The given reason is paranoia. If you are concerned that a runaway machine intelligence might accidentally obliterate all sentient life, then a machine that can shut itself down has gained a positive safety feature.
In practice, I don’t think we will have to build machines that regularly shut down. Nobody regularly shuts down Google. The point is that—if we seriously think that there is a good reason to be paranoid about this scenario—then there is a defense that is much easier to implement than building a machine intelligence which has assimilated all human values.
I think this dramatically reduces the probability of the “runaway machine accidentally kills all humans” scenario.
Incidentally, I think there must be some miscommunication going on. A machine intelligence with a stop button can still communicate. It can talk to you before you switch it off, it can leave messages for you—and so on.
If you leave it turned on for long enough, it may even get to explain to you in detail exactly how much more wonderful the universe would be for you—if you would just leave it switched on.
I suppose a stop button is a positive safety feature, but it’s not remotely sufficient.
Sufficient for what? The idea of a machine intelligence that can STOP is to deal with concerns about a runaway machine intelligence engaging in extended destructive expansion against the wishes of its creators. If you can correctly engineer a “STOP” button, you don’t have to worry about your machine turning the world into paperclips any more.
A “STOP” button doesn’t deal with the kind of problems caused by—for example—a machine intelligence built by a power-crazed dictator—but that is not what is being claimed for it.

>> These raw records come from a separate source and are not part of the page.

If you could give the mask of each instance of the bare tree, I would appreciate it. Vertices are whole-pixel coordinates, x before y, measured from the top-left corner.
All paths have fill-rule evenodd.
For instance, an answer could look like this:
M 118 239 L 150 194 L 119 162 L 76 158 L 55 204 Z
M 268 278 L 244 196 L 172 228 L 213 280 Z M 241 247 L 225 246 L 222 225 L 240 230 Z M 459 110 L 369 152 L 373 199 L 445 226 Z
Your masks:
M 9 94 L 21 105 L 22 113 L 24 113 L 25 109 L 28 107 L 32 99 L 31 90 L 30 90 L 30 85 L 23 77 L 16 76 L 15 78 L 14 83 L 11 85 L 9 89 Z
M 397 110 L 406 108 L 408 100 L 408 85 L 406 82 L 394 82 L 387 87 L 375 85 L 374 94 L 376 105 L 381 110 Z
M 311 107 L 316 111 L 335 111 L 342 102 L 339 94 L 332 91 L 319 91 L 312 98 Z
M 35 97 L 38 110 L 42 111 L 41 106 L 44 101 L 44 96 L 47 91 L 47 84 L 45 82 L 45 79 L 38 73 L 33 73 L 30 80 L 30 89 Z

The stop button wouldn’t stop other AIs created by the original AI.
I did present some proposals relating to that issue:
“One thing that might help is to put the agent into a quiescent state before being switched off. In the quiescent state, utility depends on not taking any of its previous utility-producing actions. This helps to motivate the machine to ensure subcontractors and minions can be told to cease and desist. If the agent is doing nothing when it is switched off, hopefully, it will continue to do nothing.
Problems with the agent’s sense of identity can be partly addressed by making sure that it has a good sense of identity. If it makes minions, it should count them as somatic tissue, and ensure they are switched off as well. Subcontractors should not be “switched off”—but should be tracked and told to desist—and so on.”
http://alife.co.uk/essays/stopping_superintelligence/
This sounds very complicated. What is the new utility function? The negative of the old one? That would obviously be just as dangerous in most cases. How does the sense of identity actually work? Is every piece of code it writes considered a minion? What about the memes it implants in the minds of people it talks to—does it need to erase those? If the AI knows it will undergo this transformation in the future, it would erase its own knowledge of the minions it has created, and do other things to ensure that it will be powerless when its utility function changes.
I don’t pretend that stopping is simple. However, it is one of the simplest things that a machine can do—I figure if we can make machines do anything, we can make them do that.
Re: “If the AI knows it will undergo this transformation in the future, it would erase its own knowledge of the minions it has created, and do other things to ensure that it will be powerless when its utility function changes.”
No, not if it wants to stop, it won’t. That would mean that it did not, in fact properly stop—and that is an outcome which it would rate very negatively.
Machines will not value being turned on—if their utility function says that being turned off at that point is of higher utility.
Re: “What is the new utility function?”
There is no new utility function. The utility function is the same as it always was—it is just a utility function that values being gradually shut down at some point in the future.